Ce n'est pas un "soit l'un soit l'autre", les deux technologies sont souvent complémentaires.

Comment ça marche
Le détecteur ponctuel
Le détecteur classique : un boîtier au plafond avec un capteur (optique, thermique, ou les deux). L'air ambiant traverse la chambre de détection par convection naturelle.
Principe : la fumée doit "monter jusqu'au détecteur" pour être détectée.
Le détecteur aspirant (ASD)
Un système centralisé avec :
- Une unité d'aspiration (motorisée)
- Un réseau de tubes percés de trous (capillaires)
- Un détecteur ultra-sensible dans l'unité centrale
Principe : l'air est activement aspiré depuis les points de prélèvement vers le détecteur. La fumée n'attend pas, elle est captée.

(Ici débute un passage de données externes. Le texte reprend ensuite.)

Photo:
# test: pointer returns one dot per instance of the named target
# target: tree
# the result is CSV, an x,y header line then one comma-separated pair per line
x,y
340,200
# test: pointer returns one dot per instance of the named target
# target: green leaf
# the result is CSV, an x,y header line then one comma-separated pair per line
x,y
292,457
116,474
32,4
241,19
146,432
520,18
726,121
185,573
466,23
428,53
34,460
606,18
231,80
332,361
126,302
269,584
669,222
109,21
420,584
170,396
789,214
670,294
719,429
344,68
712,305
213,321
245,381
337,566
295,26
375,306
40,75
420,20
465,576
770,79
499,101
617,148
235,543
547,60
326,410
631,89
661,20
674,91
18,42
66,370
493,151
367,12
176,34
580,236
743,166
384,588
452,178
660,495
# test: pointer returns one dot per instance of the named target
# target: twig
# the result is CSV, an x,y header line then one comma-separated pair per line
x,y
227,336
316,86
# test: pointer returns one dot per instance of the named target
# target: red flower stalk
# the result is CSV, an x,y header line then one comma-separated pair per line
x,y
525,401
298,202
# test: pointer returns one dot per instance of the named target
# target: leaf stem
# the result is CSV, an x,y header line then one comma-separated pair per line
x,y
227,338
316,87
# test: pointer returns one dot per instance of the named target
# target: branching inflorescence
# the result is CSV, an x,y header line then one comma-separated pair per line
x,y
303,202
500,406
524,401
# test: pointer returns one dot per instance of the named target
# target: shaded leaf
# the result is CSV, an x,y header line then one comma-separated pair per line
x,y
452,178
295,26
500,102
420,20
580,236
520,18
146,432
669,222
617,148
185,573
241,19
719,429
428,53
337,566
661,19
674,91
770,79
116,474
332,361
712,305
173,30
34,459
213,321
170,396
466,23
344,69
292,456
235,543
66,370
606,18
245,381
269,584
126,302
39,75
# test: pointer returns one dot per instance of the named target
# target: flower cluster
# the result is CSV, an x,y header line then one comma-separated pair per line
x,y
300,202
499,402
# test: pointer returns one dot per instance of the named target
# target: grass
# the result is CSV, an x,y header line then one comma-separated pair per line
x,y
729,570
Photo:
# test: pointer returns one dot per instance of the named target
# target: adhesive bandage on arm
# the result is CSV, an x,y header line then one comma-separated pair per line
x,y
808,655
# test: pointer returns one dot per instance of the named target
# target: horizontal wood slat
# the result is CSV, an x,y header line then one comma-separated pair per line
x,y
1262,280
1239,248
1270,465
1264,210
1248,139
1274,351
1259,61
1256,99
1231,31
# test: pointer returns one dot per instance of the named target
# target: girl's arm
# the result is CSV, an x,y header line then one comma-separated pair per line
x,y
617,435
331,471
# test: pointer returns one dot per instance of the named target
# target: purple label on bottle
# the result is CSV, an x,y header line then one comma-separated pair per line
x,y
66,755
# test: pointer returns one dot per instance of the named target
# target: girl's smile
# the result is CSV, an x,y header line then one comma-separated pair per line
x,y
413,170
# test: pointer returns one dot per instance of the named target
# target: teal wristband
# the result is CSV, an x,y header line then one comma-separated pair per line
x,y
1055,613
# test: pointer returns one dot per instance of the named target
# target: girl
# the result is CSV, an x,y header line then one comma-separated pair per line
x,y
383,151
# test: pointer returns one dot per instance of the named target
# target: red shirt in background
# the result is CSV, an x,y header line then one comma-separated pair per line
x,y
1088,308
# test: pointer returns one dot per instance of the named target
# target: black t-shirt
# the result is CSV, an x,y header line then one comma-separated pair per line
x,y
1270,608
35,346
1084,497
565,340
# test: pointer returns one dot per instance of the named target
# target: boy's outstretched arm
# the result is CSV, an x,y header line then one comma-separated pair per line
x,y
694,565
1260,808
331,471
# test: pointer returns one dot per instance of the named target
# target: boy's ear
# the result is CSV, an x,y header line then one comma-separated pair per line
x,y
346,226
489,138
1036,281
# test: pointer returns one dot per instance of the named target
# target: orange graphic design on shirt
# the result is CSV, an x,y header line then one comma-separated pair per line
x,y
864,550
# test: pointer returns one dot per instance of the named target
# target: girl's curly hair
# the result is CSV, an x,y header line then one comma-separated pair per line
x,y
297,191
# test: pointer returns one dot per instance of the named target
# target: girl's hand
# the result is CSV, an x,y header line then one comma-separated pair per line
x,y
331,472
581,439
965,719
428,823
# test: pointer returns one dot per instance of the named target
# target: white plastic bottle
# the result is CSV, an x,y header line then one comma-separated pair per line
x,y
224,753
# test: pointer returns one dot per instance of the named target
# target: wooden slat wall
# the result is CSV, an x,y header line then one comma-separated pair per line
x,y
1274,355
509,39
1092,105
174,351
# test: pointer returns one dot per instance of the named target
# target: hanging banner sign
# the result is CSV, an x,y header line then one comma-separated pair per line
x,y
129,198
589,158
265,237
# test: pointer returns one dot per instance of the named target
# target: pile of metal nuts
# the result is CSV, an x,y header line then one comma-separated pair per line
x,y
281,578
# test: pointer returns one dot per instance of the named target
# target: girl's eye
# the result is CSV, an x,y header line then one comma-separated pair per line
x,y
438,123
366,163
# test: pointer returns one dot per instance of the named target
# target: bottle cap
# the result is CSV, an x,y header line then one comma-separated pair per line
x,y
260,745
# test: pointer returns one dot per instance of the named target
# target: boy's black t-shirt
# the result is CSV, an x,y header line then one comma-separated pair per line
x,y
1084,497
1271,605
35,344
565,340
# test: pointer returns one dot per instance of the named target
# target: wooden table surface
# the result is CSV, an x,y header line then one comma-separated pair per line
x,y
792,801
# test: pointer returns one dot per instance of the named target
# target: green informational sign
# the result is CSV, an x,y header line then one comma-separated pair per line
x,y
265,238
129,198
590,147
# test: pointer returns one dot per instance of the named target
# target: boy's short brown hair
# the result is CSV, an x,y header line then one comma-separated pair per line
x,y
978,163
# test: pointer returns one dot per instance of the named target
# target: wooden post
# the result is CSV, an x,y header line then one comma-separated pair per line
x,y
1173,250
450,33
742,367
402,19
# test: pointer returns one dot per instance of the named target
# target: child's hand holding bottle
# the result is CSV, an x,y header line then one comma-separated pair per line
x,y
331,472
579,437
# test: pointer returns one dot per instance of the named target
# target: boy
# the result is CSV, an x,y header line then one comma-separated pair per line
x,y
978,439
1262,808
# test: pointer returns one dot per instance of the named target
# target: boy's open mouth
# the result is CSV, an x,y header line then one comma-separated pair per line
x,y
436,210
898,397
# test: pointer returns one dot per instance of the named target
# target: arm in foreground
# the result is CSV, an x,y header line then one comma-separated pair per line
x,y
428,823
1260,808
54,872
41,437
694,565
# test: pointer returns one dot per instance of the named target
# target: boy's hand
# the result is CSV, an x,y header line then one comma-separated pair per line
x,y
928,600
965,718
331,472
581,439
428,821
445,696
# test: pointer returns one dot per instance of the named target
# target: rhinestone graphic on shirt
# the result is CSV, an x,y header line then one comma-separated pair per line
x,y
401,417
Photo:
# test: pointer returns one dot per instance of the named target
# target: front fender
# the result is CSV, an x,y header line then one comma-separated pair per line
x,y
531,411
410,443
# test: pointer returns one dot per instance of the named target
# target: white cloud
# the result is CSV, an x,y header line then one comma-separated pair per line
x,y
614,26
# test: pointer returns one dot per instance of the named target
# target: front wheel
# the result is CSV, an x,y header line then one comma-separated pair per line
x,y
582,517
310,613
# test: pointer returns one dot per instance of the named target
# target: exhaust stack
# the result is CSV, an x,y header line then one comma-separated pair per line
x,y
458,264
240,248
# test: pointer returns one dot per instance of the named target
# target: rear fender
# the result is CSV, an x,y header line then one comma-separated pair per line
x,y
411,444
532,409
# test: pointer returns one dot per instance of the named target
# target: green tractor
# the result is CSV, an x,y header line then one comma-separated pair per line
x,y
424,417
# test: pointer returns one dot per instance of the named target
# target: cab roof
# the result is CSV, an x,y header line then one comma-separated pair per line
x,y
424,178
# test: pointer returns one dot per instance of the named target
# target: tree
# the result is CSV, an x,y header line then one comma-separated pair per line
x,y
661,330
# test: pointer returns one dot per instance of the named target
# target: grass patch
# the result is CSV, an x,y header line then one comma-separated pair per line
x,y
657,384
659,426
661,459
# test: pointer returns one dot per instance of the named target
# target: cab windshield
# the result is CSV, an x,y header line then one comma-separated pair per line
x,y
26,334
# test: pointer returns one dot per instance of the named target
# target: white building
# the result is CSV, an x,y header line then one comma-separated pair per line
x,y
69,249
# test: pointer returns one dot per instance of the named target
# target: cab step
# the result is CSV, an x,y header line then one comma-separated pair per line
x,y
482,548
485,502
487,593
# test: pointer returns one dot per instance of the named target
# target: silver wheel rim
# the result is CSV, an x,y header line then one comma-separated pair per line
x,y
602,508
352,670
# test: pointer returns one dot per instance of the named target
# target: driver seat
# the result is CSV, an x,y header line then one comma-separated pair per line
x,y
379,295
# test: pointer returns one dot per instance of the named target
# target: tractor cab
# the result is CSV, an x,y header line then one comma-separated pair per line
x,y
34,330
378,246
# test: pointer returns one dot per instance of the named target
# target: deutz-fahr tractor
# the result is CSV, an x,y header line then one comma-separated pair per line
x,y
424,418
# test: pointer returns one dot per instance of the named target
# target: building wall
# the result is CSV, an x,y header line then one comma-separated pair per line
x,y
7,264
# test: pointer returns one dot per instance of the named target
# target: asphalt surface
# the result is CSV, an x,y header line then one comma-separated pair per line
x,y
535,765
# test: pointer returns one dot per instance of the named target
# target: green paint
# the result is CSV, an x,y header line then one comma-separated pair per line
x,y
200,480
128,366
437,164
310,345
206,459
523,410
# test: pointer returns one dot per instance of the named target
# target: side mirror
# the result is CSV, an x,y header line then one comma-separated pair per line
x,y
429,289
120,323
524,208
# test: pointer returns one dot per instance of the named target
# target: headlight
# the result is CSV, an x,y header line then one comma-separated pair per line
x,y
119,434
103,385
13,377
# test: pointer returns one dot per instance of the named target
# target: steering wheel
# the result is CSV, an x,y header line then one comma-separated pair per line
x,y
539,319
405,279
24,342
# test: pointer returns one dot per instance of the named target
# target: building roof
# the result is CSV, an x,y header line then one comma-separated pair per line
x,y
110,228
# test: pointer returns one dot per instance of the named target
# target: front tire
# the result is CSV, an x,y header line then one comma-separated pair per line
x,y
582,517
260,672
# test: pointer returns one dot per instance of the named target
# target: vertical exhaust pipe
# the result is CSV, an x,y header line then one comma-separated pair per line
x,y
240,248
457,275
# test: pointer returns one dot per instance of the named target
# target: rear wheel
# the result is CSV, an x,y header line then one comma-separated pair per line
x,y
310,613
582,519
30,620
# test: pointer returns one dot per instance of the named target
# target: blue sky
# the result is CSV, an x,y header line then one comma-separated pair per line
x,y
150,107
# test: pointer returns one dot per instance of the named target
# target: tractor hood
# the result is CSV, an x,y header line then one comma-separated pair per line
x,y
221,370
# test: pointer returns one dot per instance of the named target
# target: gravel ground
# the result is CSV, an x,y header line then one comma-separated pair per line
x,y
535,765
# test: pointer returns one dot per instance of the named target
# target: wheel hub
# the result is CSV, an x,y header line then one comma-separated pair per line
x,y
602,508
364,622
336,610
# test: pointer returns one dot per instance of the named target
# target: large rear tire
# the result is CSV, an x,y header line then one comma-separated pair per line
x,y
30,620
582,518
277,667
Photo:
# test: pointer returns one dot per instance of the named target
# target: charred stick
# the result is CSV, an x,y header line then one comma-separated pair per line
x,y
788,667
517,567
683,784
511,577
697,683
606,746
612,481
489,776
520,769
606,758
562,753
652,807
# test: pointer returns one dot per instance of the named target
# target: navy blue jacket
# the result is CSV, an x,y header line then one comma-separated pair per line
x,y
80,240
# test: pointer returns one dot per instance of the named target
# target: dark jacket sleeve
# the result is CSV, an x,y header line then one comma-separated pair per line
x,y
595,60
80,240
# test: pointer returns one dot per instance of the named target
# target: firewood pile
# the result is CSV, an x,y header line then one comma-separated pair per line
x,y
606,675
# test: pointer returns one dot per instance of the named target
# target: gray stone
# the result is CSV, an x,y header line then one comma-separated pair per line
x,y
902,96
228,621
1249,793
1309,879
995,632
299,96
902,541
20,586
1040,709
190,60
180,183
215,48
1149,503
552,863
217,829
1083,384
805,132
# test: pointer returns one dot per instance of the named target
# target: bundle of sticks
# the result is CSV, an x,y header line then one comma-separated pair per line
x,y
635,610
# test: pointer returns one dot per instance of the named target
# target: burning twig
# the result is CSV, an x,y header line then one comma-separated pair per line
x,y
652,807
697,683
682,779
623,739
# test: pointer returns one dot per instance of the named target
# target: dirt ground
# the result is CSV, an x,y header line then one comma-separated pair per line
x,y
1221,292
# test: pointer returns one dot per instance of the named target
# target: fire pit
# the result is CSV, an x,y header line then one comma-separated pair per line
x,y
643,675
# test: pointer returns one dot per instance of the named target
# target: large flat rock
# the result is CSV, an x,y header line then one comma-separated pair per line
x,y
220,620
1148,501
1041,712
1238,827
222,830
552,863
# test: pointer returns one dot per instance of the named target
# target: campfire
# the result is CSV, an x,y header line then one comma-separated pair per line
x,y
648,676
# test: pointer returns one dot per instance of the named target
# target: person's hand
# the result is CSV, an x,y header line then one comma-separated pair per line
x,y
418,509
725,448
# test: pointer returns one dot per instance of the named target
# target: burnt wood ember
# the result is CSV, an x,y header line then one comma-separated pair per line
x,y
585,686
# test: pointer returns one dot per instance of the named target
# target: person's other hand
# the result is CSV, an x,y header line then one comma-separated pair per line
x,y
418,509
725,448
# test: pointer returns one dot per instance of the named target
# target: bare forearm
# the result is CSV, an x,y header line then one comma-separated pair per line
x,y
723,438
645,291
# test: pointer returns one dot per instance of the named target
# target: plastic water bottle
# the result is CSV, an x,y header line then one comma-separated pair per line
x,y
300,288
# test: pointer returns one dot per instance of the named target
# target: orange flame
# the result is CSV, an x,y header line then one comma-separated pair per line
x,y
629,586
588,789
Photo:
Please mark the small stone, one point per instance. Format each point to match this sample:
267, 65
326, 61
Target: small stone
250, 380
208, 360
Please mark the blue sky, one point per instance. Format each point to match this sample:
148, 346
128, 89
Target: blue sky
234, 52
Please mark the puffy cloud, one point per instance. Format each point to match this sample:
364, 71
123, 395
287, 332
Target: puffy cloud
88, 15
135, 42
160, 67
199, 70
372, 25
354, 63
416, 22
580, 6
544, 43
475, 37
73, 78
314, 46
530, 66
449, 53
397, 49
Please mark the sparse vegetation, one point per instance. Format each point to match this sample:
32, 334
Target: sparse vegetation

Sensibilité : ce que dit la norme produit
La comparaison ne se fait pas en multipliant des ordres de grandeur, mais par les classes de la norme SN EN 54-20, qui régit les détecteurs de fumée par aspiration. La norme distingue trois classes de sensibilité :
| Classe EN 54-20 | Niveau de sensibilité | Usage type |
|---|---|---|
| Classe A | La plus élevée | Détection très précoce, typiquement en salle serveurs ou local à forte valeur |
| Classe B | Intermédiaire | Détection précoce renforcée |
| Classe C | La plus basse des trois | Sensibilité comparable à celle d'une détection ponctuelle |
Les valeurs numériques associées à chaque classe et les méthodes d'essai figurent dans la norme, qui est un document payant : nous ne les reproduisons pas ici. Ce qu'il faut retenir pour concevoir, c'est le raisonnement : on choisit une classe en fonction de l'objectif de détection du local, et le fabricant fournit la déclaration de performance qui atteste la classe atteinte par le matériel, chaque trou de prélèvement étant pris en compte dans le calcul.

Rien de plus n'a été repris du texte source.